A son-in-law was Lorentz Johannsen (1769–1837), who married his daughters successively. Knudtzon's great-grandson was linguist Jørgen Alexander Knudtzon (1854–1917).

==Career==
In 1767, he travelled to Trondheim where he was apprenticed to Broder Brodersen Lysholm, who also had moved from Sleswick to further his career as a merchant. Upon Lysholm's death, his widow Catharina Meincke Lysholm inherited large sums of money and continued her husband's business together with Knudtzon. After an intermezzo with Knudtzon's son-in-law—Johann Braack—as partner, Knudtzon became sole proprietor of the business, which eventually was renamed Hans Knudtzon & Co. The company became one of Trondheim's foremost trading businesses, exchanging amongst other commodities fish, wood, copper, grain and salt on a fleet of more than 20 ships.
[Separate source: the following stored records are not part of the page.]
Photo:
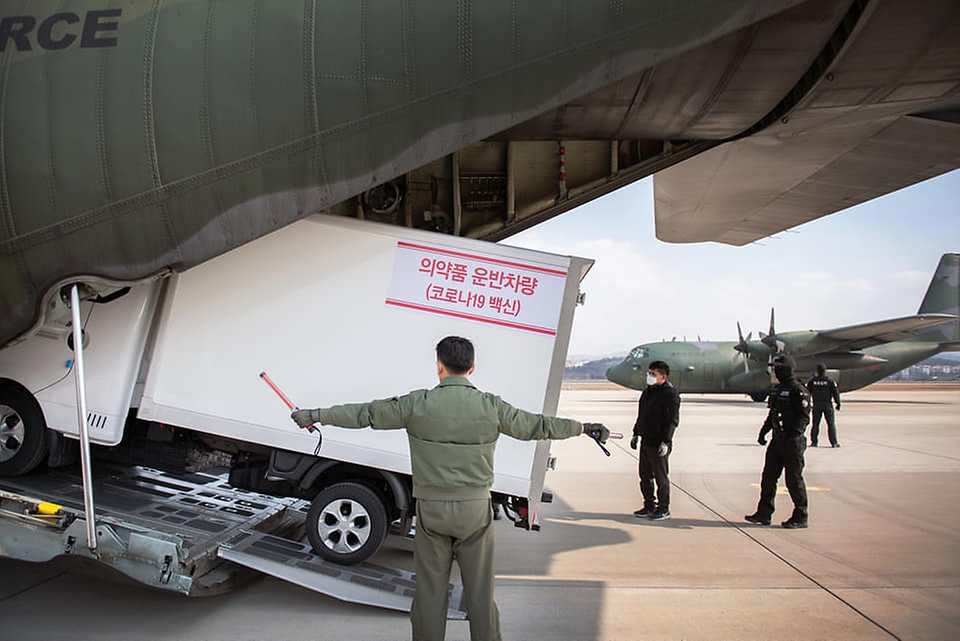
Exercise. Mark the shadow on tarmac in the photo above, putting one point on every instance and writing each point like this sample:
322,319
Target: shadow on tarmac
629,519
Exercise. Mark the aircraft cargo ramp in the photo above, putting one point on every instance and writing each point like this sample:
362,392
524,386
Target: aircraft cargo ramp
189,533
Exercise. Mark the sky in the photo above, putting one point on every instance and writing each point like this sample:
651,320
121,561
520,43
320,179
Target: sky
869,262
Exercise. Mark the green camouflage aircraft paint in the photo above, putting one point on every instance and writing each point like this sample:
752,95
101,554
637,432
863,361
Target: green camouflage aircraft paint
143,137
855,356
147,136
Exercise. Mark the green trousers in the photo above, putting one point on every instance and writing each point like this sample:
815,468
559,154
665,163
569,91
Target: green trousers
448,530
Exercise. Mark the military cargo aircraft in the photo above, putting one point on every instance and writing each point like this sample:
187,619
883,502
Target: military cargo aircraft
855,356
141,138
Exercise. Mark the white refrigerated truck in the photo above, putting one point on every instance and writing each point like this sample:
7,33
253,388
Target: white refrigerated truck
333,310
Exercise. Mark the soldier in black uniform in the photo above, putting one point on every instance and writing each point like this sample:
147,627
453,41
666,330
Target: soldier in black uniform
657,419
789,414
824,391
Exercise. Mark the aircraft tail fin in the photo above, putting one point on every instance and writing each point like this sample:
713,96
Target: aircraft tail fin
943,297
943,294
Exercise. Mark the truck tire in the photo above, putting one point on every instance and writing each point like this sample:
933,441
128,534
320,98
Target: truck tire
23,431
346,523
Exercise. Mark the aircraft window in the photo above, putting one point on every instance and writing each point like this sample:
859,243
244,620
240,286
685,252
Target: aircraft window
640,352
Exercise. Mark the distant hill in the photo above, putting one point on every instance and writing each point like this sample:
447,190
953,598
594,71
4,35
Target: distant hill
591,369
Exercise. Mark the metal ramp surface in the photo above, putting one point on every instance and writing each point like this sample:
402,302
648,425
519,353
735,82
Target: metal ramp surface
364,583
162,529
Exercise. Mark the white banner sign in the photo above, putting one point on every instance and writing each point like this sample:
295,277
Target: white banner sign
478,287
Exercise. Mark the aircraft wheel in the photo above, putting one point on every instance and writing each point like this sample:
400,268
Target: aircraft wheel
346,523
23,431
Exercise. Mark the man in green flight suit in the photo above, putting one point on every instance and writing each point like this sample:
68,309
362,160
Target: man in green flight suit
452,430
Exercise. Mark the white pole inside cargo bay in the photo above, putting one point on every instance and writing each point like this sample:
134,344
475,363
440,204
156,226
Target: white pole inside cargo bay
82,419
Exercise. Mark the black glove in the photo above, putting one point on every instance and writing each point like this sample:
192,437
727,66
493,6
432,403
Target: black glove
305,418
596,431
Knudtzon was also engaged in politics; he was elected vice burgomaster of Trondheim in 1789 and burgomaster in 1802. He was furthermore involved in the political events surrounding the 1814 constitution, vehemently arguing in favour of a Norwegian central bank. A biographer describes him as an urban man influenced by the liberal ideas of Great Britain. In 1788, he became a member of the Royal Norwegian Society of Sciences and Letters. He was decorated as a Knight of the Danish Dannebrog Order in 1809 and of the Swedish Polar Star Order in 1815. He died in December 1823 in Trondheim.